Finance Secretary, Derek Mackay, announced an extra £160million for Scottish authorities in his Budget last week.
Though Moray Council stands to pocket an added £2million this year, its leader says it still faces a financial black hole of £7.5million.
Last night Stewart Cree warned that areas traditionally considered off-limits – like spending on care for older people – will have to come under scrutiny.
And he said “frank discussions” about school closures were also necessary.
The council boss spoke out yesterday as he accused the SNP’s Finance Secretary of giving local authorities more funding only “to save his own neck”.
The move was an 11th hour addition to Mr Mackay’s £30billion spending plans, demanded by the Scottish Greens to ensure the backing of its members.
Mr Cree said: “I think the additional funding was wrung out of the finance secretary, we got money on the basis that he was coerced into giving us it.
“I don’t feel that I should accept it with the same good grace that I would have had Mr Mackay responded to my earlier pleas for additional cash.
“The secretary merely recognised that, unless he responded to the need for more local government funding, he would not get his budget through.
“He did it to save his own neck.”
Mr Cree warned that if Moray Council was to close every swimming pool, public hall and library in the region, the savings achieved still wouldn’t plug its funding gap.
He said that, to remain solvent, the ruling regime voted in during May’s council elections will have to make cuts in areas previously considered “untouchable”.
He added: “The added funding buys some time and nothing more.
“There are still significant issues that need to be addressed, like Moray’s school estate.
“We will have to go back and look at education, and have some discussions about how we provide care for our older people.
“We would have to be careful with how we go about that, to ensure that people have time to readjust their expectations.
“It’s the last place that myself or any other councillor would want to go, but we have to begin thinking more about what we can afford to keep.”
Moray Council sparked controversy in 2014 when it proposed closing several rural schools and Milnes High School in Fochabers.
Following months of debate, the plans were ultimately voted down.
The authority agreed to impose a five-year moratorium on school closures – but Mr Cree said the sanction could be quashed by a new administration.
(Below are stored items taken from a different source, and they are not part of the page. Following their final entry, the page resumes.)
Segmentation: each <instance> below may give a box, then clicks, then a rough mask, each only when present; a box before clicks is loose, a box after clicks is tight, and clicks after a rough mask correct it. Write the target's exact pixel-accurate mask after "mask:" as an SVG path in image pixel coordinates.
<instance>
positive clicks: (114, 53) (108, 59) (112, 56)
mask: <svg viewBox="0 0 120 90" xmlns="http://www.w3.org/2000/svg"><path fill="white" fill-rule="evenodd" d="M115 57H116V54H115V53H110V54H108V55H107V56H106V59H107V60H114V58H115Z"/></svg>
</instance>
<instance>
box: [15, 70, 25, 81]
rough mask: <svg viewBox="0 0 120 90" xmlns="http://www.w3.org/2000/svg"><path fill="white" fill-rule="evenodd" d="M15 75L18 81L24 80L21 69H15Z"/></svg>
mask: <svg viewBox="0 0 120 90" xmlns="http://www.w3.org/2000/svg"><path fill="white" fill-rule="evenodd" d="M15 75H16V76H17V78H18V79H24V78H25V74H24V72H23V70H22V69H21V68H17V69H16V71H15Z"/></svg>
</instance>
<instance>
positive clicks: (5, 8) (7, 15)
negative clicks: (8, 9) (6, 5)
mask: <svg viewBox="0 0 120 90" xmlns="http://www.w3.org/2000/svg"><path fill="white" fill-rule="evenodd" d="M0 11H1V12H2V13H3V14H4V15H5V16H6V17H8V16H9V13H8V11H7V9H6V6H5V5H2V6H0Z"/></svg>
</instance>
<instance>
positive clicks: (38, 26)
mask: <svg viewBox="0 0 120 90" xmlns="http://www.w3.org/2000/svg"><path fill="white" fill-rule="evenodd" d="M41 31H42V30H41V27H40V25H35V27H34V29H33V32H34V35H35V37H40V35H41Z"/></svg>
Mr Cree met Mr Mackay in Edinburgh in September, to plead that he funnel more money into local government in his 2017 budget.
But the council leader says he was told then that an increase in funding would not be possible and was “dismissed”.
Last night, the Scottish Government insisted that councils had been “treated very fairly”.
A spokeswoman said: “The Scottish Government has treated local government very fairly despite the cuts to the Scottish budget from the UK Government.
“Including the extra £160 million, plus other sources of income available to councils through reforms to council tax and funding for health and social care integration, the overall increase in spending power to support local authority services now amounts to more than £400 million or 3.9%.
“Moray Council’s overall increase in spending power to support local authority services will amount to more than £2.5 million, or over 1.5%.”